5. Het voorgaande leidt tot de slotsom dat verweerder in redelijkheid heeft kunnen besluiten de indicatie voor het pgb van eiser voor ‘Begeleiding Individueel’ met ingang van 15 februari 2019 te beëindigen en het pgb vervolgens over een periode van drie maanden af te bouwen. Aan de omstandigheid dat verweerder met bestreden besluit I abusievelijk niet is overgegaan tot intrekking van het primaire besluit per 15 februari 2019, zal de rechtbank geen gevolgen verbinden, nu dit gebrek hersteld moet worden geacht met het nemen van bestreden besluit II. De rechtbank volgt eiser niet in zijn betoog dat geen grond bestond voor intrekking van het primaire besluit, nu uit hetgeen hiervoor is overwogen volgt dat verweerder inzichtelijk heeft gemotiveerd dat eiser per 15 februari 2019 niet meer was aangewezen op het hem toegekende pgb, zodat zich een situatie voordeel als bedoeld in artikel 2.3.10, eerste lid, aanhef en onder b, van de Wmo 2015. In deze gang van zaken ziet de rechtbank wel aanleiding om verweerder te veroordelen in de proceskosten van eiser.
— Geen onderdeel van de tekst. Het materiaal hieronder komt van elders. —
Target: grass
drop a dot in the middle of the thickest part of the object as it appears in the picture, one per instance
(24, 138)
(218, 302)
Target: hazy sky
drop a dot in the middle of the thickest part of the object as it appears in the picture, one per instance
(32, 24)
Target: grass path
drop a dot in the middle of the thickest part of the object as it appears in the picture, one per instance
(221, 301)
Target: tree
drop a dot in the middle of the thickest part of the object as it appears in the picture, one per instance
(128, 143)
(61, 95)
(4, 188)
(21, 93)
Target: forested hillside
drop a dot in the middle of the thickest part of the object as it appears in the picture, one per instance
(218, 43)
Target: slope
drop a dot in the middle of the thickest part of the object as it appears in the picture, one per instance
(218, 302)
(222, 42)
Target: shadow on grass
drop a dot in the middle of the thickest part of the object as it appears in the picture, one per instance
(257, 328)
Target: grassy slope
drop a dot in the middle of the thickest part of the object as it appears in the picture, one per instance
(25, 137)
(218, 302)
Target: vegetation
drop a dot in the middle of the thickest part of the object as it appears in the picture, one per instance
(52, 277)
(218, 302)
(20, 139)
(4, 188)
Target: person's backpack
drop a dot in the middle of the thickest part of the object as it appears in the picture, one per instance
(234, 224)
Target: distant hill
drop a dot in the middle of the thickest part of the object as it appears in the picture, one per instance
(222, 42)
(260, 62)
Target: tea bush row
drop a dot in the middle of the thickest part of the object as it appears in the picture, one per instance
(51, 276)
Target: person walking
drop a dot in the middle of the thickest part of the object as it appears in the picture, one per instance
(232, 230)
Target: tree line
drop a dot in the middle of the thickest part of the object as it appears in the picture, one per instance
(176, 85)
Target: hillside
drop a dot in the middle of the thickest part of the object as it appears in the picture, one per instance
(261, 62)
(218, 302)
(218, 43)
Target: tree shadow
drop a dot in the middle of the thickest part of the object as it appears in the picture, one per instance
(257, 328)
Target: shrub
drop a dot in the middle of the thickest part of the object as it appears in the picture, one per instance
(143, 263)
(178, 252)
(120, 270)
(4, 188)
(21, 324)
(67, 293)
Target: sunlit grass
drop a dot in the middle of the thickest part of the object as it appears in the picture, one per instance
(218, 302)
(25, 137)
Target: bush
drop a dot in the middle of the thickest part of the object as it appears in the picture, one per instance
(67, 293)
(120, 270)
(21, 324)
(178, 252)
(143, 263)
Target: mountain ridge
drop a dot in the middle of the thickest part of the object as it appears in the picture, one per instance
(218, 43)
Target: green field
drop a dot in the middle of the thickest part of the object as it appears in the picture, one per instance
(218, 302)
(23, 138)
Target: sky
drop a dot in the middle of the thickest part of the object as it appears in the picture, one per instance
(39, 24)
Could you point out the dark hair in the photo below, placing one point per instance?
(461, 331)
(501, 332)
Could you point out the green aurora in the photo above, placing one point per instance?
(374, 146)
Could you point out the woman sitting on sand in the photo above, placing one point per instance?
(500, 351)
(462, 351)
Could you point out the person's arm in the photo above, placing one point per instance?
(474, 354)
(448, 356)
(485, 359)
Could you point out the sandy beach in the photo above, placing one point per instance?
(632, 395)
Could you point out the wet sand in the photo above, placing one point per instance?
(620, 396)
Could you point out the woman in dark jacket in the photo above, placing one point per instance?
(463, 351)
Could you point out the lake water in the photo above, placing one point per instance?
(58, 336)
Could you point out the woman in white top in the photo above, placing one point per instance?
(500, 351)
7. Het beroep is ongegrond.
8. De rechtbank veroordeelt verweerder in de door eiser gemaakte proceskosten. Deze kosten stelt de rechtbank op grond van het Besluit proceskosten bestuursrecht voor de door een derde beroepsmatig verleende rechtsbijstand vast op € 534,- (1 punt voor het indienen van de beroepschriften, met een waarde per punt van € 534,- en een wegingsfactor 1). Ook dient verweerder het door eiser in het beroep met zaaknummer SGR 19/2176 betaalde griffierecht te vergoeden.
Beslissing
De rechtbank:
- verklaart het beroep ongegrond;
- bepaalt dat de griffier aan eiser het door hem in de zaak SGR 19/2178 betaalde griffierecht van € 47,- terugbetaalt;
- veroordeelt verweerder in de proceskosten van eiser tot een bedrag van € 534,-;
- bepaalt dat verweerder aan eiser het door hem in de zaak SGR 19/2176 betaalde griffierecht van € 47,- vergoedt.
Deze uitspraak is gedaan door mr. A.C. de Winter, rechter, in aanwezigheid van mr. D.W.A. van Weert, griffier. De uitspraak is in het openbaar gedaan op 29 januari 2021.
griffier
rechter
Een afschrift van deze uitspraak is verzonden aan partijen op:

Rechtsmiddel

Tegen deze uitspraak kan binnen zes weken na de dag van verzending daarvan hoger beroep worden ingesteld bij de Centrale Raad van Beroep. Als hoger beroep is ingesteld, kan bij de voorzieningenrechter van de hogerberoepsrechter worden verzocht om het treffen van een voorlopige voorziening.